Now, let's also imagine an action defined in an actions.py file within a specific config. Here's our goal: We want to determine which user triggered the action.

We can start thinking about our problem by looking at the /completions endpoint. It's important to notice that this is an async method, and thus multiple users may invoke this method at a given moment in time.

So here is my question: Is it possible to define an action such that it logs (or prints) the user that triggered the action?

One potential solution is to define a mutex variable inside the API file and import that variable in the action. In doing so, the mutex will be acquired whenever the action is triggered and the value of the variable will be set to carry the current user's information. However, the caveat with this approach is that it defeats the purpose of having async endpoints.

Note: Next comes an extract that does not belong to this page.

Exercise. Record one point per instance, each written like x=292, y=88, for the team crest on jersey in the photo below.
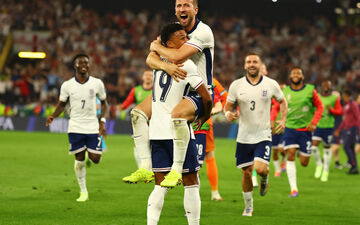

Is there a way to pass current user information to an action without disrupting concurrency?

I'm happy to elaborate if needed. Thanks!

drazvan commented 3 months ago

Hi @serhatgktp!

The general pattern would be to use async ContextVar. As a quick example:

Let me know if you need more guidance.

serhatgktp commented 3 months ago

Hi @drazvan,

Could you please provide an updated example? I had referenced this when you first responded but there have been commits in these files since then and I'm not entirely sure which lines your initial links refer to.

Thanks!

drazvan commented 3 months ago

Sure, I was referring to raw_llm_request.set(prompt) and raw_prompt = raw_llm_request.get(), i.e., setting a context var value and retrieving it further down the callback chain. The asyncio mechanism takes care of fetching the right value based on the callback chain.